Le livre innove sur deux plans. D’abord, les auteurs analysent l’ensemble de l’arène maritime asiatique. Loin de remettre en cause les éléments distinctifs qui président à l’émergence d’un modèle chinois ou japonais de développement de réseaux de transport maritime, ces modèles sont décentrés et placés au sein de l’interface entre l’océan Indien, l’archipel sud-est asiatique et la péninsule coréenne. Il en résulte une nouvelle perspective sur les interactions entre les espaces maritimes charnières de l’Asie-Pacifique. Cet apport détaillé permet de mieux démontrer le rôle du leadership endogène dans l’accroissement de la cohérence des transactions maritimes de la région. La seconde innovation concerne l’intégration des analyses historiques d’Asie du Nord-Est aux études savantes menées par les spécialistes de l’Asie du Sud-Est. De façon plus marquée, le manuscrit réussit à intégrer la contribution d’historiens d’Europe et d’Amérique. Cette ouverture permet d’afficher un éclairage beaucoup plus large sur l’histoire de l’Asie. Il en résulte une perspective historique qui dépasse les frontières étatiques, suggérant une nouvelle voie à suivre pour les historiens.

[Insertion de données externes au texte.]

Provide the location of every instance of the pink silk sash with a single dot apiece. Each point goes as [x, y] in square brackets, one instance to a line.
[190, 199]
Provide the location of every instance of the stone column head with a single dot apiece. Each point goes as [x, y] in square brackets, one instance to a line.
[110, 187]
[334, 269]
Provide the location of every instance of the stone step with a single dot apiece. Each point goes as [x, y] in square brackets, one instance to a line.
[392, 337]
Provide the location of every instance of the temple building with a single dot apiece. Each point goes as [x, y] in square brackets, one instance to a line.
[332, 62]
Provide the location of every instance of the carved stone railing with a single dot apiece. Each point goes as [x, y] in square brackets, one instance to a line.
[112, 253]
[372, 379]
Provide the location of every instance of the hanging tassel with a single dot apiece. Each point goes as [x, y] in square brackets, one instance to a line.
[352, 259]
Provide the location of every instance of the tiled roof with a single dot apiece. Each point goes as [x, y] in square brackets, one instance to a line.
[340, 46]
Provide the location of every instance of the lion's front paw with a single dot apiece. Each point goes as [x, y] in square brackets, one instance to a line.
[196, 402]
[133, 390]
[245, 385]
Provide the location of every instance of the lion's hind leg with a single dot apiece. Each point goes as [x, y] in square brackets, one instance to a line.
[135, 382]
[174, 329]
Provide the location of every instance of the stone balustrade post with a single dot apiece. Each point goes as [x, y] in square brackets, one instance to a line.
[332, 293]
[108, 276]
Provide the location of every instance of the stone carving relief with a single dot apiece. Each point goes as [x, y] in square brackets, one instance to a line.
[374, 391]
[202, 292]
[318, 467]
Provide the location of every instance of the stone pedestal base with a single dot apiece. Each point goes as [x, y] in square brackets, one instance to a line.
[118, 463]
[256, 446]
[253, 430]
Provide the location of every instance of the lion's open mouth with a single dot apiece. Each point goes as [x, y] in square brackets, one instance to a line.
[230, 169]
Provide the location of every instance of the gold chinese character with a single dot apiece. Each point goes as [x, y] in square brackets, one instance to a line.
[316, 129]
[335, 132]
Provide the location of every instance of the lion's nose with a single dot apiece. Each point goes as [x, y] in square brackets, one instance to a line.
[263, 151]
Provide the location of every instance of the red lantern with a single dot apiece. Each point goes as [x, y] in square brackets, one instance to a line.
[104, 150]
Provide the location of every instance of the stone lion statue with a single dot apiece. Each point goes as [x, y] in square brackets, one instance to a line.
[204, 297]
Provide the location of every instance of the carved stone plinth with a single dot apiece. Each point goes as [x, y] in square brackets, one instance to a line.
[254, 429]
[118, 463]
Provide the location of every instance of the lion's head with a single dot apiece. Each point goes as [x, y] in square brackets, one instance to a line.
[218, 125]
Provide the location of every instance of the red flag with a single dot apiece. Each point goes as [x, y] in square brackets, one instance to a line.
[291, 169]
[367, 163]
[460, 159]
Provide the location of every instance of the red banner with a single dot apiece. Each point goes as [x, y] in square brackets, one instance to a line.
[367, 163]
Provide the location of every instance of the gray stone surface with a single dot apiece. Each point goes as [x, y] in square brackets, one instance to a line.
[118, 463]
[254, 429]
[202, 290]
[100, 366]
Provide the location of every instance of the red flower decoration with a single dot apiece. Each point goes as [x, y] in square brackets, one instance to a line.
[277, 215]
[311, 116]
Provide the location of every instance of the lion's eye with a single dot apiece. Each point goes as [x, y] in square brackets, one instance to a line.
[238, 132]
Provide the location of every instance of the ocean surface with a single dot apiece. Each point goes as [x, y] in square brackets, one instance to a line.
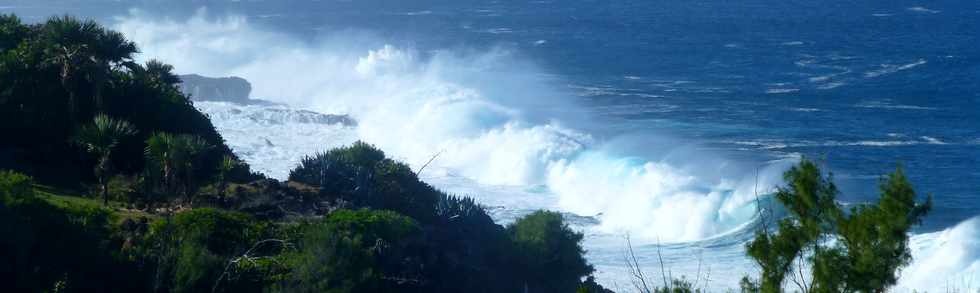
[667, 121]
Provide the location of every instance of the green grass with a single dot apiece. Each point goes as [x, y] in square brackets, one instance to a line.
[64, 198]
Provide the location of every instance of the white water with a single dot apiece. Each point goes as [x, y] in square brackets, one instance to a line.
[502, 129]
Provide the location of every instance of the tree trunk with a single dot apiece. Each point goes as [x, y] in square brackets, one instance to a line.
[105, 190]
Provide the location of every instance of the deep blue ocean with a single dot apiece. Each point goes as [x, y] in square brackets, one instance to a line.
[860, 86]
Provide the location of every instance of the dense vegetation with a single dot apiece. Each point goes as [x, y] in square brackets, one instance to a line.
[176, 211]
[821, 247]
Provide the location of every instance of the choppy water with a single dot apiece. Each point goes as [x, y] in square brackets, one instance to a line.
[659, 119]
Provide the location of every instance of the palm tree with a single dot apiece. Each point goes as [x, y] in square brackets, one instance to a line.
[110, 50]
[175, 156]
[227, 164]
[69, 45]
[99, 138]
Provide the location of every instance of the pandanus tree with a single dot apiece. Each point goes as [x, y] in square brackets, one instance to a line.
[227, 164]
[99, 138]
[110, 50]
[174, 156]
[68, 44]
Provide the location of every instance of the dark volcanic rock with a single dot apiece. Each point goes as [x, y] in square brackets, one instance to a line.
[227, 89]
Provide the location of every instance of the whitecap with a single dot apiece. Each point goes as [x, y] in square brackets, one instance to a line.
[945, 261]
[886, 104]
[782, 90]
[893, 68]
[922, 10]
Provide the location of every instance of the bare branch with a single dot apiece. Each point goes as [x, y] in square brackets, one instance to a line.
[419, 172]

Comme nombre d’ouvrages de cette envergure, celui-ci comporte quelques faiblesses. Premièrement, bien que les chapitres soient très intéressants et fort instructifs, on ne peut que déplorer le manque de continuité dans l’articulation de certains chapitres. Il manque une certaine cohérence dans l’explication des changements dans la structure des échanges maritimes en Asie du Sud-Est entre le 9e et le 14e siècle. Momoki et Hasuda suggèrent que la périodisation des interactions maritimes repose sur la transformation du rôle de l’État. En fort contraste, Wade avance que les changements dans l’écoumène commercial sont fonction de la pénétration des marchands en provenance des péninsules arabique et indienne. Deuxièmement, on ne peut que regretter que les auteurs aient escamoté les flux migratoires qui ont caractérisé cette époque. Les départs de Chinois d’outre-mer remontent à un passé ancien. Les pays d’émigration ont été à la base des nombreuses associations commerciales créées dans les lieux d’arrivée, associations qui ont permis de maintenir un espace transactionnel avec le pays d’origine. Une telle approche aurait permis de mieux comprendre la véritable nature de l’entrepreneuriat maritime asiatique. Troisièmement, le manuscrit aurait gagné à inclure un chapitre sur le développement des systèmes portuaires à la lumière des liens institutionnels avec les villes. L’enchevêtrement des acteurs portuaires et urbains agissant à des échelles variées a contribué à stimuler l’environnement d’affaires fondé sur les marchés boursiers, les banques et les assurances, d’une part, et à accroître le poids de la route « portuaire » sur les circuits mondiaux de marchandises, d’autre part. Parmi les éléments représentatifs de cette relation, il aurait été possible d’identifier et de comprendre les mécanismes et les ressources mobilisés par les villes asiatiques pour améliorer les capacités, services et infrastructures du commerce maritime.
Malgré ces quelques faiblesses, l’ouvrage est d’une grande richesse. Il mérite une large diffusion auprès de tous ceux qui s’intéressent à ce qu’il est maintenant convenu d’appeler « l’actualité maritime asiatique ».